Skip to content

Following Orders

Following Orders

Koenig Dunne Omaha Divorce Lawyer 10-8-15

“I don’t want to go,” she said imploringly with her big brown eyes starting to fill with the flicker of tears. “Can’t you tell him that I can stay with you? Please Mom? I want to be with you.” 

            “No. I can’t. That isn’t how it works,” was my stoic reply. 

This was not the first time, nor will it be the last, that one of my daughters did not want to go to their Dad’s for the weekend.

He was committing the offensive act of taking her to a hog roast in Kansas for the weekend. For my 11 year old, the thought of missing her volleyball game with friends trumped her adventurous spirit to try something new. I was wise enough to know that this plea had little to do with me, and more to do with her own pre-teen desires.

All parents of divorce experience this tug at some point.
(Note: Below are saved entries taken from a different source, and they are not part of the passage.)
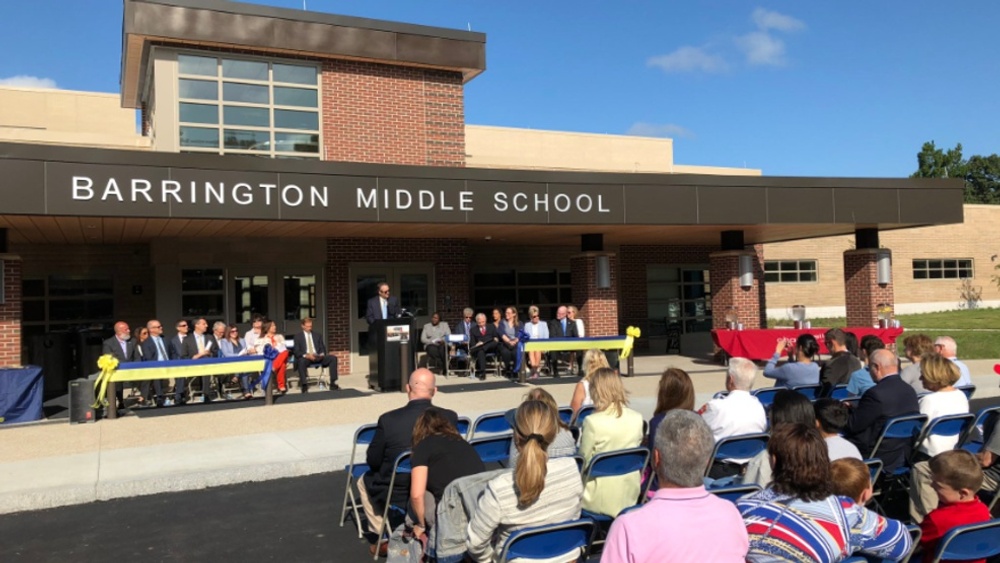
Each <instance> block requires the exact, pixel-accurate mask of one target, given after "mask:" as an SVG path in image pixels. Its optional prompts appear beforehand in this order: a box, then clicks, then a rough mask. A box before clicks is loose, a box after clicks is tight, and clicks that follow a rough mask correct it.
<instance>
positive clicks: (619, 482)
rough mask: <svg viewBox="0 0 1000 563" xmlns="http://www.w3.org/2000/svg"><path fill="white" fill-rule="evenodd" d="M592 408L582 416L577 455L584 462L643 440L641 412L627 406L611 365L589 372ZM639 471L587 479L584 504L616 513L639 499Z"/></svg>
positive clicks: (588, 509) (619, 380) (617, 381)
mask: <svg viewBox="0 0 1000 563" xmlns="http://www.w3.org/2000/svg"><path fill="white" fill-rule="evenodd" d="M590 392H591V395H592V396H593V398H594V412H593V414H591V415H590V416H588V417H587V418H585V419H584V420H583V430H582V431H581V433H580V455H581V456H583V463H584V466H586V464H588V463H590V460H591V459H593V458H594V456H595V455H596V454H599V453H603V452H610V451H614V450H622V449H626V448H634V447H636V446H638V445H639V444H641V443H642V415H641V414H639V413H638V412H636V411H634V410H632V409H630V408H628V398H627V397H626V392H625V386H624V385H622V381H621V377H619V376H618V374H617V373H615V370H613V369H611V368H599V369H598V370H597V371H595V372H594V373H593V375H591V391H590ZM641 478H642V476H641V475H640V474H639V472H638V471H637V472H635V473H634V474H631V475H621V476H617V477H602V478H601V479H590V480H589V481H588V482H587V483H585V488H584V492H583V508H585V509H587V510H589V511H590V512H596V513H598V514H604V515H607V516H611V517H614V516H617V515H618V513H619V512H621V510H622V509H623V508H627V507H629V506H632V505H633V504H635V503H636V502H637V501H638V499H639V488H640V480H641Z"/></svg>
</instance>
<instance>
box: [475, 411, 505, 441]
mask: <svg viewBox="0 0 1000 563" xmlns="http://www.w3.org/2000/svg"><path fill="white" fill-rule="evenodd" d="M506 414H507V411H496V412H488V413H486V414H482V415H479V417H478V418H476V421H475V422H473V423H472V428H470V429H469V438H468V440H469V441H470V442H471V441H472V440H473V439H475V438H476V435H477V434H510V433H513V429H512V428H511V427H510V423H508V422H507V417H506Z"/></svg>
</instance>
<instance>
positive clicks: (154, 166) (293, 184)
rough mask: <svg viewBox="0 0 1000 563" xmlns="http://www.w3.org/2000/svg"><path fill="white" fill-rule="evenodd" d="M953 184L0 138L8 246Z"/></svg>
mask: <svg viewBox="0 0 1000 563" xmlns="http://www.w3.org/2000/svg"><path fill="white" fill-rule="evenodd" d="M962 194H963V185H962V182H961V180H956V179H945V180H941V179H916V178H907V179H868V178H800V177H766V176H765V177H757V176H754V177H750V176H712V175H688V174H621V173H587V172H555V171H539V170H492V169H473V168H443V167H431V166H398V165H383V164H356V163H337V162H321V161H306V160H275V159H268V158H258V157H243V156H232V155H230V156H218V155H203V154H176V153H154V152H146V151H120V150H107V149H89V148H76V147H61V146H49V145H28V144H10V143H0V197H2V198H3V201H4V206H3V209H2V213H3V215H2V216H0V223H2V224H0V227H6V228H8V229H9V236H10V240H11V241H13V242H33V243H57V244H83V243H87V244H115V243H135V242H147V241H149V240H152V239H155V238H161V237H181V236H183V237H190V236H211V235H215V234H226V235H227V236H260V235H264V234H266V235H267V236H270V237H274V236H279V237H358V236H365V237H371V236H378V237H389V238H398V237H402V238H466V239H470V240H482V239H484V238H485V237H490V238H491V239H494V240H498V241H499V240H505V241H507V242H510V243H517V244H546V245H552V244H576V243H577V242H578V241H579V237H580V235H582V234H593V233H600V234H603V235H604V240H605V243H607V244H654V243H655V244H671V245H687V244H690V245H717V244H718V243H719V240H720V235H721V233H722V232H723V231H733V230H742V231H743V232H744V235H745V241H746V243H747V244H757V243H769V242H777V241H784V240H793V239H803V238H812V237H821V236H829V235H840V234H850V233H853V232H854V231H855V229H858V228H877V229H879V230H889V229H900V228H907V227H918V226H928V225H942V224H951V223H961V222H962V219H963V211H962V201H963V199H962Z"/></svg>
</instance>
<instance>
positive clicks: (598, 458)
mask: <svg viewBox="0 0 1000 563" xmlns="http://www.w3.org/2000/svg"><path fill="white" fill-rule="evenodd" d="M648 464H649V449H648V448H643V447H638V448H628V449H624V450H614V451H610V452H601V453H599V454H595V455H594V457H592V458H590V463H588V464H587V467H585V468H584V469H583V473H581V475H580V478H581V479H583V482H584V484H586V483H587V481H589V480H590V479H601V478H602V477H618V476H623V475H631V474H632V473H635V474H636V476H635V478H636V479H639V480H641V479H642V472H643V470H645V469H646V466H647V465H648ZM650 481H652V480H651V479H647V480H646V483H645V485H640V491H639V498H638V499H632V501H630V502H635V503H641V502H642V500H643V499H644V498H645V497H646V488H647V487H648V486H649V483H650ZM629 506H631V504H630V505H629ZM581 514H582V515H583V516H585V517H587V518H590V519H591V520H593V521H594V522H597V524H598V525H599V526H601V527H602V528H604V527H605V526H610V525H611V522H613V521H614V517H612V516H607V515H604V514H598V513H596V512H590V511H589V510H582V511H581ZM594 543H595V544H597V543H604V540H595V541H594Z"/></svg>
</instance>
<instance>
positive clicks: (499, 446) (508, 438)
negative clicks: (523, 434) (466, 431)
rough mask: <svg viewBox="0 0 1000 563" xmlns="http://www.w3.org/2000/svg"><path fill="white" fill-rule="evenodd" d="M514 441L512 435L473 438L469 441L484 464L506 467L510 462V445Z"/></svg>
mask: <svg viewBox="0 0 1000 563" xmlns="http://www.w3.org/2000/svg"><path fill="white" fill-rule="evenodd" d="M513 440H514V436H513V435H512V434H507V435H506V436H487V437H485V438H473V439H472V440H469V444H470V445H471V446H472V449H474V450H476V453H477V454H479V459H481V460H483V463H493V462H496V463H499V464H500V465H503V466H504V467H506V466H507V462H508V460H510V444H511V442H512V441H513Z"/></svg>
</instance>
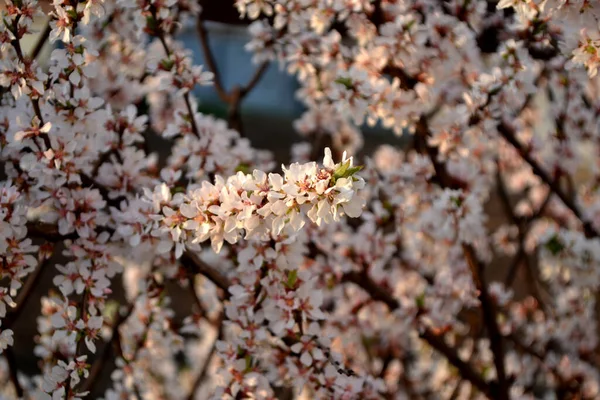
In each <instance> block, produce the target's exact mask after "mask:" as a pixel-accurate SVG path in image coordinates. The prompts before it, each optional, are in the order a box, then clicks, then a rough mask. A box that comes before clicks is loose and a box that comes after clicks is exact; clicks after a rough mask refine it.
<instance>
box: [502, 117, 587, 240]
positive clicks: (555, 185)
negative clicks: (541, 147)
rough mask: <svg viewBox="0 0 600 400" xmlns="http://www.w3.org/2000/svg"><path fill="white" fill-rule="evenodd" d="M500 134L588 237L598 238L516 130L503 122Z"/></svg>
mask: <svg viewBox="0 0 600 400" xmlns="http://www.w3.org/2000/svg"><path fill="white" fill-rule="evenodd" d="M497 128H498V133H500V135H501V136H502V137H503V138H504V139H505V140H506V141H507V142H508V143H510V144H511V145H512V146H513V147H514V148H515V150H517V152H518V153H519V155H520V156H521V158H522V159H523V160H524V161H525V162H526V163H527V164H529V166H530V167H531V169H532V171H533V173H534V174H535V175H537V176H538V177H539V178H540V179H541V180H542V181H543V182H544V183H545V184H546V185H548V187H549V188H550V190H551V191H552V192H553V193H554V194H556V195H557V196H558V198H560V200H561V201H562V202H563V204H564V205H565V206H566V207H567V208H568V209H569V210H571V212H572V213H573V214H574V215H575V217H577V219H579V221H581V223H582V225H583V230H584V232H585V234H586V236H588V237H597V236H598V232H597V231H596V230H595V229H594V227H593V226H592V224H590V223H589V222H587V221H584V219H583V214H582V212H581V210H580V209H579V207H578V206H577V204H575V202H574V201H573V200H572V199H571V198H570V196H569V195H568V194H567V193H565V192H564V191H563V190H562V188H561V187H560V185H559V184H558V183H557V182H556V181H555V180H554V179H553V178H552V177H551V176H550V174H549V173H548V172H546V171H545V170H544V168H542V166H541V165H540V164H538V162H537V161H536V160H535V159H534V158H533V157H532V155H531V153H530V151H529V150H528V149H527V148H526V147H525V146H524V145H523V144H522V143H521V142H520V141H519V139H517V137H516V132H515V130H514V129H513V128H512V127H511V126H510V125H509V124H508V123H507V122H505V121H502V122H501V123H500V124H498V127H497Z"/></svg>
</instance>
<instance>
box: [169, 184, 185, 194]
mask: <svg viewBox="0 0 600 400" xmlns="http://www.w3.org/2000/svg"><path fill="white" fill-rule="evenodd" d="M176 193H185V188H184V187H183V186H175V187H174V188H171V194H176Z"/></svg>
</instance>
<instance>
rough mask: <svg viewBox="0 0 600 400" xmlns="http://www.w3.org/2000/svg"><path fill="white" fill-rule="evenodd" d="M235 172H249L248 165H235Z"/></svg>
mask: <svg viewBox="0 0 600 400" xmlns="http://www.w3.org/2000/svg"><path fill="white" fill-rule="evenodd" d="M235 172H243V173H244V174H249V173H250V165H248V164H246V163H241V164H240V165H238V166H237V167H235Z"/></svg>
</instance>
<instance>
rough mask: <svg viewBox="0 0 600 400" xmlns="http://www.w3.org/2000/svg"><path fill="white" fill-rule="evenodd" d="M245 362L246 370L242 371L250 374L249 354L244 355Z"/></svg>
mask: <svg viewBox="0 0 600 400" xmlns="http://www.w3.org/2000/svg"><path fill="white" fill-rule="evenodd" d="M245 360H246V369H245V370H244V372H250V371H251V370H252V356H250V354H246V357H245Z"/></svg>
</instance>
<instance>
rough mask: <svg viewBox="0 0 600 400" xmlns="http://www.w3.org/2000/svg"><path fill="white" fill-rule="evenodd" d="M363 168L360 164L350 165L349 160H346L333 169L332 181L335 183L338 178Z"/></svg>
mask: <svg viewBox="0 0 600 400" xmlns="http://www.w3.org/2000/svg"><path fill="white" fill-rule="evenodd" d="M361 169H363V167H362V165H357V166H355V167H351V166H350V160H346V161H345V162H343V163H342V164H340V166H339V167H337V169H336V170H335V171H333V178H332V183H333V184H334V185H335V183H336V182H337V180H338V179H342V178H349V177H351V176H353V175H354V174H356V173H357V172H358V171H360V170H361Z"/></svg>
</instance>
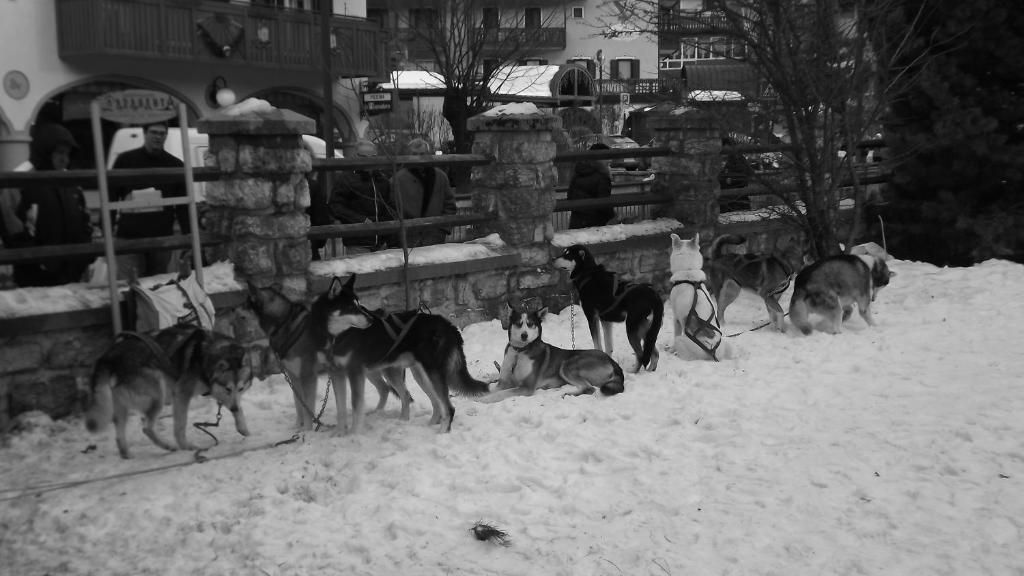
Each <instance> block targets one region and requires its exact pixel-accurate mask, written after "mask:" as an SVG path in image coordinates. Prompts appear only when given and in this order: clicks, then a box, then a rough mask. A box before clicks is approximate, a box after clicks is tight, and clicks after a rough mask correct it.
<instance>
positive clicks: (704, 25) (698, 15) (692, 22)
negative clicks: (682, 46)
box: [657, 10, 729, 36]
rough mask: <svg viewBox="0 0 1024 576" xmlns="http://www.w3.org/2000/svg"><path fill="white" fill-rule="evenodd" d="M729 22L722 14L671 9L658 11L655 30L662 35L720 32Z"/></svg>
mask: <svg viewBox="0 0 1024 576" xmlns="http://www.w3.org/2000/svg"><path fill="white" fill-rule="evenodd" d="M728 26H729V23H728V20H727V19H726V18H725V16H724V15H722V14H720V13H716V12H708V11H703V10H672V11H671V12H670V13H668V14H666V13H664V12H663V13H659V14H658V20H657V32H658V34H663V35H674V36H697V35H701V34H715V33H719V34H720V33H721V31H723V30H728Z"/></svg>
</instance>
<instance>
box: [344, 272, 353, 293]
mask: <svg viewBox="0 0 1024 576" xmlns="http://www.w3.org/2000/svg"><path fill="white" fill-rule="evenodd" d="M344 290H345V292H348V293H349V294H354V293H355V275H354V274H353V275H352V276H349V277H348V280H347V281H346V282H345V286H344Z"/></svg>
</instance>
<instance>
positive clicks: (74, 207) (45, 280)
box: [0, 124, 92, 287]
mask: <svg viewBox="0 0 1024 576" xmlns="http://www.w3.org/2000/svg"><path fill="white" fill-rule="evenodd" d="M76 150H78V143H77V142H76V141H75V138H74V136H72V134H71V132H70V131H69V130H68V129H67V128H65V127H63V126H61V125H59V124H43V125H40V126H38V127H37V128H36V130H35V131H34V133H33V137H32V143H31V145H29V162H27V163H25V164H23V165H22V166H18V167H17V168H16V171H30V170H39V171H60V170H67V169H68V166H69V165H70V164H71V157H72V154H74V152H75V151H76ZM0 212H2V214H0V216H2V225H0V232H2V233H3V234H2V235H3V243H4V246H6V247H7V248H26V247H31V246H53V245H58V244H78V243H84V242H91V241H92V224H91V222H90V221H89V212H88V211H87V210H86V207H85V196H84V195H83V194H82V189H80V188H78V187H75V186H60V184H55V183H44V182H40V183H38V184H33V186H29V187H26V188H25V189H24V190H20V191H19V190H16V189H7V190H4V191H3V193H2V194H0ZM89 260H90V258H88V257H79V258H67V259H57V260H42V261H39V262H30V263H24V264H15V265H14V271H13V273H14V274H13V280H14V284H16V285H18V286H22V287H28V286H58V285H61V284H68V283H71V282H79V281H81V279H82V276H83V275H84V274H85V271H86V269H87V268H88V265H89Z"/></svg>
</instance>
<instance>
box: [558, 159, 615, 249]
mask: <svg viewBox="0 0 1024 576" xmlns="http://www.w3.org/2000/svg"><path fill="white" fill-rule="evenodd" d="M590 150H609V149H608V147H607V146H606V145H603V143H601V142H598V143H595V145H593V146H591V147H590ZM609 196H611V170H610V168H608V163H607V162H605V161H603V160H583V161H580V162H577V164H575V166H574V168H573V170H572V179H571V180H569V190H568V194H567V195H566V200H587V199H592V198H608V197H609ZM614 217H615V210H614V208H612V207H610V206H608V207H606V208H585V209H577V210H572V211H571V212H570V213H569V228H570V229H577V228H590V227H600V225H604V224H606V223H608V221H609V220H611V219H612V218H614Z"/></svg>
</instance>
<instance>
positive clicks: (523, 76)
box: [487, 65, 561, 97]
mask: <svg viewBox="0 0 1024 576" xmlns="http://www.w3.org/2000/svg"><path fill="white" fill-rule="evenodd" d="M559 68H561V67H558V66H551V65H548V66H506V67H502V68H500V69H498V70H497V71H495V75H494V76H493V77H492V78H490V81H489V82H487V88H488V89H489V90H490V91H492V92H493V93H495V94H509V95H514V96H523V97H538V96H540V97H550V96H551V95H552V94H551V80H552V79H554V77H555V74H557V73H558V69H559Z"/></svg>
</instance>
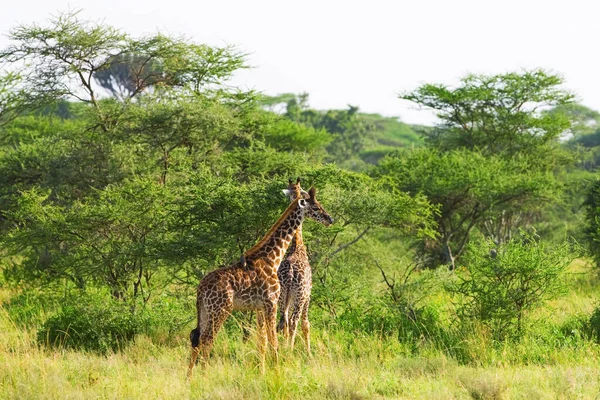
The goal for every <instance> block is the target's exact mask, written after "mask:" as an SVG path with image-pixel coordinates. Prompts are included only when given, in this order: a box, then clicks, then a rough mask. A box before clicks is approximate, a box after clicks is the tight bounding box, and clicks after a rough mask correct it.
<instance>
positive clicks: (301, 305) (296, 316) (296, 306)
mask: <svg viewBox="0 0 600 400" xmlns="http://www.w3.org/2000/svg"><path fill="white" fill-rule="evenodd" d="M303 305H304V304H303V302H302V300H301V299H300V298H299V296H296V299H295V301H294V310H293V311H292V315H291V316H290V323H289V325H290V328H289V329H290V348H291V349H292V350H294V342H295V341H296V330H297V328H298V321H299V320H300V314H302V309H303Z"/></svg>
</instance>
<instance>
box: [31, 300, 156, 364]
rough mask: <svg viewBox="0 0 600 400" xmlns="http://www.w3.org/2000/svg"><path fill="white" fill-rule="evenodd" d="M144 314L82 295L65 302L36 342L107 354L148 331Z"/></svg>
mask: <svg viewBox="0 0 600 400" xmlns="http://www.w3.org/2000/svg"><path fill="white" fill-rule="evenodd" d="M148 328H149V318H148V315H147V314H146V313H141V312H137V313H135V312H132V309H131V308H130V306H128V305H127V304H126V303H123V302H119V301H116V300H112V299H111V298H109V297H107V296H99V295H94V296H92V295H84V296H77V297H75V298H72V299H70V300H68V301H67V302H66V303H65V304H64V305H63V306H62V307H61V309H60V311H59V312H58V313H57V314H55V315H54V316H52V317H50V318H48V319H47V320H46V322H45V323H44V324H43V326H42V328H41V329H40V331H39V332H38V341H39V342H40V343H44V344H47V345H50V346H62V347H68V348H75V349H85V350H92V351H98V352H101V353H106V352H107V351H109V350H113V351H114V350H117V349H119V348H121V347H122V346H123V345H124V344H125V343H127V342H129V341H131V340H132V339H133V338H134V337H135V335H136V334H137V333H142V332H146V331H148Z"/></svg>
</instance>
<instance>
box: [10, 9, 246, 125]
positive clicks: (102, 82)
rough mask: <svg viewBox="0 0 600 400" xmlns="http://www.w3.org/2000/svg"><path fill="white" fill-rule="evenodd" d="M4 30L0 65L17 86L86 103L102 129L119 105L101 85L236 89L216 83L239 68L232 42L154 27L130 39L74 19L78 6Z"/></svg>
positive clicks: (242, 94)
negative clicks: (176, 37) (8, 38)
mask: <svg viewBox="0 0 600 400" xmlns="http://www.w3.org/2000/svg"><path fill="white" fill-rule="evenodd" d="M8 37H9V39H10V40H11V41H12V42H13V44H11V45H10V46H8V47H7V48H5V49H3V50H1V51H0V65H2V66H4V67H6V68H7V69H8V70H11V69H17V68H18V69H19V70H20V75H21V77H22V81H23V82H24V83H25V84H24V86H23V88H22V90H21V93H24V94H27V96H28V97H29V98H31V99H38V102H39V101H41V100H45V102H46V103H49V102H52V101H56V100H57V99H64V100H76V101H81V102H84V103H89V104H91V105H92V106H93V109H94V111H95V116H96V118H97V125H98V127H99V128H101V129H102V130H103V131H104V132H109V131H110V130H112V129H113V128H114V126H115V125H116V124H117V123H118V119H119V118H118V117H119V116H120V113H119V111H120V107H118V106H117V107H115V105H113V104H112V103H110V102H102V101H101V98H102V96H101V94H102V91H101V90H100V89H101V88H102V87H104V88H106V89H108V90H109V91H110V92H111V93H119V95H120V97H121V99H122V100H123V97H125V98H126V99H131V98H134V97H136V96H139V95H140V94H142V93H144V92H147V91H148V89H150V88H155V89H156V88H161V89H167V88H168V89H171V90H174V89H178V90H179V91H180V92H182V91H183V92H185V91H188V92H190V93H191V94H199V93H206V92H212V93H211V95H213V96H214V95H219V96H221V97H223V96H225V97H227V96H226V95H228V97H230V98H234V99H236V97H240V96H239V94H238V93H235V92H232V91H230V90H228V89H227V90H225V89H224V87H223V83H224V82H225V81H227V80H228V79H229V78H230V77H231V75H232V74H233V72H234V71H236V70H238V69H240V68H246V65H245V59H244V54H241V53H239V52H237V51H236V50H235V49H234V48H232V47H224V48H217V47H211V46H207V45H202V44H195V43H191V42H188V41H187V40H185V39H179V38H171V37H168V36H165V35H161V34H157V35H153V36H149V37H145V38H141V39H136V38H132V37H130V36H129V35H127V34H126V33H124V32H122V31H120V30H119V29H116V28H113V27H111V26H107V25H104V24H101V23H94V22H90V21H84V20H80V19H79V18H78V12H72V13H64V14H60V15H59V16H57V17H54V18H52V19H51V20H50V21H49V24H48V26H45V27H44V26H39V25H37V24H32V25H20V26H17V27H16V28H14V29H12V30H11V31H10V33H9V35H8ZM95 81H96V82H98V83H99V84H100V87H98V86H97V85H96V84H95ZM179 95H181V93H179ZM166 97H167V98H172V97H173V94H172V93H168V94H167V95H166ZM241 98H242V101H243V100H244V99H246V98H247V96H244V95H243V94H242V96H241Z"/></svg>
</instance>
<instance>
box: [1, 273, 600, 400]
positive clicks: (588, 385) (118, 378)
mask: <svg viewBox="0 0 600 400" xmlns="http://www.w3.org/2000/svg"><path fill="white" fill-rule="evenodd" d="M570 272H571V275H570V278H569V279H570V285H569V291H568V293H565V295H564V296H562V297H561V298H559V299H556V300H554V301H553V302H552V303H550V304H548V305H546V307H544V308H543V309H540V310H539V312H538V313H536V314H537V315H536V316H535V317H536V318H537V324H538V325H540V326H541V328H538V329H537V330H533V331H532V333H531V334H530V335H528V336H527V337H525V338H523V340H522V341H521V342H519V343H506V344H503V345H499V346H492V345H490V343H489V340H488V339H487V338H486V335H485V333H484V332H483V331H473V332H464V333H463V336H462V337H463V340H462V347H463V349H462V351H465V352H468V353H470V354H469V358H470V359H471V360H472V361H471V362H466V363H465V362H463V363H459V362H458V361H456V359H454V358H453V357H451V356H449V355H448V354H449V353H450V352H449V351H444V349H443V348H440V346H437V345H433V344H431V343H426V342H423V343H417V344H416V345H407V344H403V343H402V342H400V341H398V340H397V339H396V338H393V337H382V336H378V335H374V334H363V333H360V332H342V331H333V330H329V329H327V327H325V326H318V323H316V324H315V325H316V326H315V328H314V335H313V336H314V337H313V355H312V357H308V356H307V355H306V353H305V351H304V348H303V345H302V342H300V343H299V344H298V346H297V347H296V349H295V350H294V352H291V351H289V349H287V348H285V347H283V348H282V349H281V352H280V354H281V359H280V362H279V363H278V364H277V365H275V364H274V363H273V362H271V363H270V365H269V366H268V367H267V372H266V373H264V374H263V373H261V368H260V365H259V361H258V356H257V352H256V348H255V345H254V341H253V340H251V341H248V342H243V341H242V339H241V337H240V335H226V334H222V335H219V337H218V340H217V343H216V346H215V350H214V357H213V358H212V359H211V361H210V363H209V365H208V367H207V368H206V369H204V370H203V369H200V368H199V369H197V370H196V371H195V374H194V376H193V378H192V379H191V381H187V380H186V378H185V372H186V360H187V357H188V352H189V349H188V343H187V338H186V335H185V332H184V331H183V330H182V332H180V333H178V334H177V335H175V336H174V337H170V338H166V337H148V336H138V337H137V338H136V340H135V341H134V342H133V343H131V344H129V345H127V346H125V347H124V348H123V349H122V350H121V351H118V352H113V353H110V354H107V355H100V354H96V353H91V352H83V351H75V350H68V349H50V348H47V347H45V346H43V345H39V344H38V343H37V341H36V329H35V328H34V327H27V326H23V325H21V324H17V323H16V322H14V321H13V319H11V317H10V313H9V312H8V310H7V308H8V307H10V306H9V305H8V302H9V300H10V298H11V295H12V292H10V291H7V290H4V291H0V302H1V303H2V306H1V307H0V331H1V332H2V334H0V398H2V399H92V398H99V399H138V398H139V399H141V398H144V399H147V398H157V399H188V398H189V399H299V398H303V399H305V398H308V399H323V398H330V399H430V398H439V399H442V398H443V399H452V398H456V399H469V398H473V399H572V398H584V399H588V398H589V399H593V398H598V396H599V395H600V368H598V365H599V362H600V349H599V348H598V345H597V344H595V343H594V342H592V341H591V340H589V339H585V338H580V337H578V336H577V335H574V336H573V340H570V341H569V340H566V341H564V340H563V341H560V342H559V341H553V339H552V338H553V336H552V334H551V332H550V331H552V330H555V329H559V328H560V327H563V329H564V327H565V326H568V322H569V321H570V320H573V319H576V318H577V316H580V317H579V318H586V316H589V314H590V313H591V312H592V310H593V308H594V307H595V302H596V296H595V293H596V292H597V282H596V279H595V278H594V277H593V273H592V272H590V271H589V270H588V269H587V268H586V267H585V265H584V264H582V263H579V264H577V263H576V264H574V265H573V266H572V268H571V271H570ZM186 329H187V328H186ZM548 332H550V333H548ZM446 350H448V349H446Z"/></svg>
Their child begging not to have to go for one reason or another: “It’s boring over there.” “She never takes me anywhere.” “All I do is chores at his house.” My clients ask me what to do. “Do we change the custody order?” “Do I keep them home with me?” “Will I get in trouble?”

Parents of divorce, all too often, fall into this pit of pacification. We feel guilty enough already being parents in a divorce that could potentially ruin our children forever and ever – right? We quickly lose perspective when our child shows distress over a divorce-related action. We engage our egos and seek to problem-solve instead of parent.

In the moment that my daughter was asking me to intervene and save her weekend, while I was strong in my response, I was covering up my emotional flinching. Of course I wanted to jump in and message her dad and be her superhero mom. I thought – “if only I weren’t divorced I wouldn’t have to deal with this.”

Then the truth hit like a ton of law books falling atop my head – if I weren’t divorced, my daughter would still not want to go to a hog roast in lieu of her volleyball game. My daughters would still have to do things they do not want to do. My daughters would still sigh and moan, just like I did as a kid when I had to do chores. My children would still say “Ah Maahhhhmmmm” when their parents were picking family time over friend time.  Divorced parents or not, my children would still be parented.

As painful as it may be at times, our job is to persist in co-parenting: to establish and maintain unbendable boundaries; to not succumb to their manipulation of us as they pick their fickle favorites; and, to bite back the “I told you so” when they come back from the dreaded weekend or event still alive and no worse for the wear. When I picked up Anna on the following Monday she reported it was not as bad as she thought it would be and she had fun. Yup. And so it goes that we will continue to follow orders.